KÂFİRÛN SURESİ

“Kul ya eyyuhel kafiruvne. La A’buduma ta’buduvn. Vela Entum Abiduvne ma a’bud. Vela ena Abidun Ma Abedtum, Vela Entum Abiduvne Ma A’bud. Lekum diynukum veliye diyn- O kafirlere de ki ben sizin ibadet ettiğinize ibadet etmem. Ve siz de benim ibadet ettiğime ibadet edecek değilsiniz. Ve (yine) ben sizin ibadet ettiğinize ibadet etmem. Ve(yine) siz de benim ibadet ettiğime ibadet edecek değilsiniz. Sizin dininiz size, benim dinim bana”

Bir ültimatom gibi indirilmiş olan bu sure, her şeyi çok güzel izah ediyor.

Bu surenin nüzul sebebi, kafirler Peygamberimiz efendimize geldiler ve Ey Muhammed gel bir sene sen bizim putlarımıza ibadet et, bir sene de biz senin Rabbine ibadet edelim. Eğer sen bizim putlarımıza yapmış olduğun ibadet sırasında bir hayra ulaşır isen, sen bize tabi olursun, yok eğer biz senin Rabbine ibadet ettiğimizde bir hayır görür isek biz sana tabi oluruz, böylece aramızdaki kargaşa da ortadan kalkar dediler.

Aslında Mekkeli Müşrikler bunun gibi daha birçok girişimde bulundular Peygamberimizi yolundan çevirmek için.

Hani hepinizin bildiği üzere Müşriklerin ileri gelenleri toplandılar ve Muhammede(s.a.s) gidelim bizim putlarımızdan ne istiyor, neden atalarımızın dininden bizleri çevirmek istiyor, şimdiye kadar böyle bir şey yoktu.
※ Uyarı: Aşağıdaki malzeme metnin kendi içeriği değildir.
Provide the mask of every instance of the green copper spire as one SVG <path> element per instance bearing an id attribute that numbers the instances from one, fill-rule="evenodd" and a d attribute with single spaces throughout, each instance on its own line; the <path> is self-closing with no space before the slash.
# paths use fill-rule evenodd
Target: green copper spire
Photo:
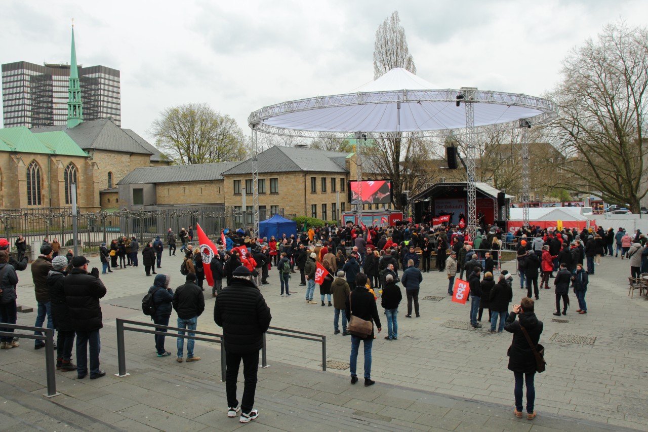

Bizler bütün Mekkeliler ve putlarımıza tapmak için çevreden gelen insanlarla sorunsuz bir şekilde yaşayıp gidiyorduk. Neden bizim putlarımızı/ilahlarımızı/ inkar ediyor, bundan vazgeçmesini ve karşılığında ne istediğini soralım. Eğer Mekke’nin emiri olmak istiyor ise bunu ona verelim, ona mal ve mülk teklifinde bulunalım ve Mekke’nin en güzel kızlarını ona eş olarak verelim, bu işten vazgeçsin dediler.

Evet Mekkeli putperest müşrikler, Ebu Cehil eşliğinde Peygambere geldiler, konuşmalarını, bu konuşmalar sonrasında aldıkları kararları ve tekliflerini ona takdim ettiler. Peygamberlik sevdasından vazgeçmesini, putları inkarı bırakmasını teklif ettiler.

Peygamberimiz Efendimiz onları büyük bir sükunetle dinledikten sonra verdiği cevabı çok meşhurdur.

Allah’a(c.c) yemin ederim ki, Mekkenin bütün malını mülkünü ayağıma serseniz, Mekke’nin en güzel kızlarını bana eş olarak verseniz ve beni başınıza geçirip emir yapsanız, hatta güneşi sağ elime, ayı sol elime verseniz, Vallahi davamdan vazgeçmem” demişti.

Davanın büyüklüğünü kavrayan Mekkeli müşrikler/kafirler/ kös kös önlerine bakarak çekip gitmişlerdi.

Hz.Peygamber(s.a.s) bir gün olsun davasından vazgeçmedi. Çünkü O ebedler ötesine Rabbinin izni ile talip olmuş, Ümmetini de o yöne sevketmede bir an olsun terahi göstermeyeceğini beyan etmişti.

O gün bu gün değişen bir şey yok. Kur’anı yalanlayanlar, onun hükümleri ile alay edenler esfeli safilini boyladılar. Ama Kur’an terü taze bir şekilde, yani sanki bugün inmiş gibi hükmünü icra ediyor. Zaten Kur’anın mu’ciz bir kelam olmasının en temel espirisi budur. O her zaman canlı ve bugün inmiş gibi dipdiridir. Onu aciz bırakmak isteyen çok ahmak gafiller çıkmıştır. Ama bunların tümü üretmiş oldukları pisliklerinde yuvarlanıp gitmişler, adlarını sanları bir daha kimse ağzına almamıştır.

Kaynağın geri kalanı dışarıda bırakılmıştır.